トップオピニオン過剰な旧統一教会叩きを批判 米カトリック系誌が論評掲載 モーガン麗澤大准教授

過剰な旧統一教会叩きを批判 米カトリック系誌が論評掲載 モーガン麗澤大准教授

戦後の宗教蔑視の風潮嘆く

ジェイソン・モーガン氏
ジェイソン・モーガン氏

 米国のカトリック系雑誌「ニュー・オックスフォード・レビュー」は、2022年の安倍晋三元首相暗殺事件以降、世界平和統一家庭連合(家庭連合、旧統一教会)信者は「受けるに値しないほどの悪意に晒(さら)されてきた」とし、不当かつ過剰なバッシングを続ける日本の政治やメディアを非難する長文の論評記事を掲載した。

 記事を執筆したのは、麗澤大学のジェイソン・モーガン准教授。タイトルは「日本のムーニー:宗教的カルトか政治的不都合か」で、同誌10月号に掲載された。

「ニュー・オックスフォード・レビュー」に掲載された論評記事
https://www.newoxfordreview.org/documents/the-moonies-in-japan-religious-cult-or-political-inconvenience/

 モーガン氏は、旧統一教会に対する自民党の関係断絶宣言や政府の解散命令請求について、「当時の岸田文雄首相は、急落する自民党の支持率を挽回しようと必死で、統一教会との関係断絶をアピールせざるを得なかった」と述べ、教団は政治的なスケープゴートにされたとの見解を示した。

 モーガン氏はまた、大手メディアの偏向報道を問題視し、「信者たちは過去数年間、日本のメディアによって引き裂かれるように批判され、あらゆる欠点や疑惑が繰り返し誇張されてきた。信じ難いことだが、日本の報道機関は米国の“フェイクニュース”メディアよりも無責任でスキャンダルを煽(あお)る存在なのだ」と指摘した。

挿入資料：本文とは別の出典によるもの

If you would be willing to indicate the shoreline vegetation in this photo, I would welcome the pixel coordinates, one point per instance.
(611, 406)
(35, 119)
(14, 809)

 大手メディアが旧統一教会信者を「マインドコントロールの被害者」と切り捨てる風潮について、モーガン氏は「このレトリックの根底には、メディア・政府・学界の複合体の間にあらゆる宗教への強い軽蔑の潮流が流れている」と指摘。「この国の支配階級がいかに精神的に空虚になったかを直視する必要がある。占領期に米国のニューディール狂信者によって煽られ、今は日本のリベラル派によって維持されている戦後の暴走したリベラリズムは、宗教を恐ろしいもの、反社的行為への裏口経路と位置付けている」と、宗教を蔑視する現代の日本社会を嘆いた。

 モーガン氏はまた、職業的ディプログラマー(脱会屋)が多くの信者を強制改宗のために拉致・監禁してきた問題を取り上げ、「メディアは信者たちの声を封殺してきた」と非難。具体的な事例として、4500日以上監禁された後藤徹さんのケースを挙げた。

 カトリック教徒であるモーガン氏は、旧統一教会の教義には「全く共感できない」としながらも、「反共産主義、強固な家族への支持、同性愛主義やトランスジェンダー主義といった腐敗した思想への反対といった点では揺るぎない」と評価。「私が出会った信者たちは例外なく真っすぐな男女」であり、「日本社会を共産主義の恐怖や、レインボーフラッグに包まれた子供たちを餌食にするネオマルクス主義者たちから守ることは、われわれの共通目標だ」と主張した。

 モーガン氏は、世界日報が出版した『脅かされる信教の自由―安倍元首相暗殺後の日本』を旧統一教会問題の理解に有益な書籍であると評価し、「この本にアクセスできる人はぜひ読んでほしい。そこに描かれる物語は、誠実な信仰を持つ者には真剣に考える価値がある」と述べた。

 モーガン氏は結論として、「不人気な時にこそ声を上げる姿勢は、日本に限らず世界中でもっと必要とされている」とし、「私は統一教会の友人たちを支え続ける」と表明した。